Cognition suggests quite the opposite
Our memory is associative, and is considered to be an emerging property of an adaptive complex system - the neural network.
Recall is reconstructive. The brain isn't a hard-drive.
You may have heard this famous quote by Wittgenstein:
The meaning of a word is its use in the language.
Similarly, with cognition:
The semantic of something is its associations.
Strip all associations from the word 'Tomato' (like something that is red, round, edible, that often goes in a salad) and it is as good as a random collection of letters like 'Buxiarw'.
What's important to remember is that neither text, nor icons are the actual semantic - they are just a step on the way to it.
What you really want people to learn is the association between the icon and its semantics. That is, create associations from a pictorial representation to some desired function.
The problem with icons
As others have mentioned, icons are ambiguous at best, or plain cryptic. To give an example, a spanner icon could mean:
So inferring the semantic of an icon is often not easy, sometimes impossible.
The problem with more
As with many aspects of life - more is less.
If an interface has only one icon, and the icon is key for (frequent) task completion, nearly anything goes. Think of the hamburger icon, that now seems so bluntly clear - there is little in the icon (when you see it for the first time) to suggest its function.
But when there are many icons, the recall ability decreases, and not in a linear way.

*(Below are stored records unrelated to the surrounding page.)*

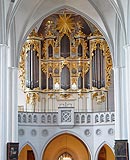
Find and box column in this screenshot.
[124,44,130,154]
[12,67,18,141]
[7,67,18,142]
[0,44,8,160]
[114,65,127,140]
[7,17,18,142]
[7,67,13,142]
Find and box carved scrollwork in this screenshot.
[92,91,106,104]
[105,44,113,89]
[26,92,40,105]
[18,50,26,89]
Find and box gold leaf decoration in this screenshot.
[57,14,75,34]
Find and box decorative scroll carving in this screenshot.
[26,92,39,105]
[105,44,113,89]
[92,91,106,104]
[19,50,26,89]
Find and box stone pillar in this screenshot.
[7,67,18,142]
[114,66,121,139]
[7,67,13,142]
[0,44,8,160]
[114,65,127,140]
[12,67,18,141]
[7,17,18,142]
[124,44,130,155]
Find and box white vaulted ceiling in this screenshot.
[5,0,127,65]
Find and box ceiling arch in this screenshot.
[6,0,126,66]
[7,1,111,56]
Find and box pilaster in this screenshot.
[7,17,18,142]
[7,67,18,142]
[123,44,130,155]
[113,65,127,140]
[0,44,8,160]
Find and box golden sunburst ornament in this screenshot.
[57,14,75,34]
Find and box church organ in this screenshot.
[19,13,112,112]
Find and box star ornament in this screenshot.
[57,14,75,34]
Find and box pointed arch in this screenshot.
[40,131,92,160]
[95,142,115,160]
[19,142,38,160]
[16,5,114,67]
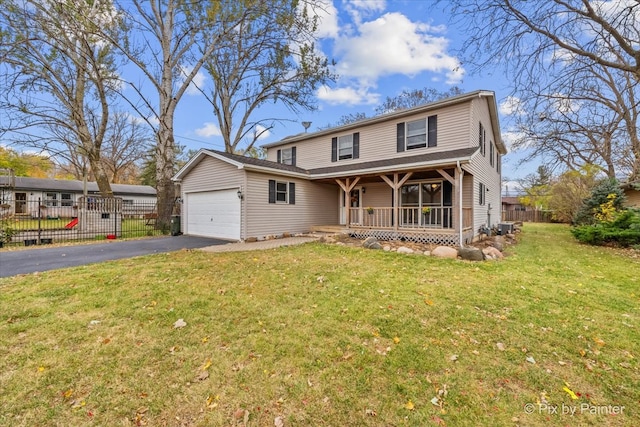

Putting text next to an icon seems reasonable - after all, the text clarifies the meaning of the icon.
There is a hidden assumption in the pro tip you've shared that this will suffice. But this can have an opposite effect.
Consider students who are allowed a formula sheet whilst taking an exam. Such group is far less likely to remember the formulas compared to a group that is not allowed such sheet (at least in the short term).
The brain is lazy, thus powerful
When processing information, our brain makes gross generalisations and pretty much takes any possible shortcut - doing as little as possible to get the task done.
For example, when reading, we do not read each word in its whole - we glance at the start (and end), and even this is done within a confirmatory process rather inference from scratch (see predictive brain).
This is all part of cognitive economy - within a time frame, the less needs to be done, the more can be done.
Task based behaviour
Within task based behaviour - when the user is trying to complete a task - she will normally adhere to the principle above; namely, do as little as possible.
Users don't use systems not because they want to learn them, but because they have a goal - a desired state.
So by providing a text next to an icon, the semantic becomes immediately clear and there will be little incentive to create any association at all!
The power of success
Considering a fundamental (albeit crude) cognitive modal - the TOTE model - we know that accomplishing a goal makes us feel good. Sometimes it's the release of dopamine, sometimes its the sheer reduction in cognitive load.
This is a fundamental reward mechanism.
So as counterintuitive as it may sound, letting users to struggle a bit can yield better learning and retention.
This concept is well proven within the education field: spoon-feed your students with answers and they'll learn little (à la behaviourist theories); challenge them, specifically when self-exploring, and they learn much more (à la cognitive theories).
The flow theory suggests the optimal tuning of such paradigm.
As I've argued, there is a (good) chance that if you put this pro tip to test you'll find it won't work but rather have the opposite effect. Of course, there are many variables involved so in some situations it may well work.
But more than all, I hope that the information would be transferable to other scenarios.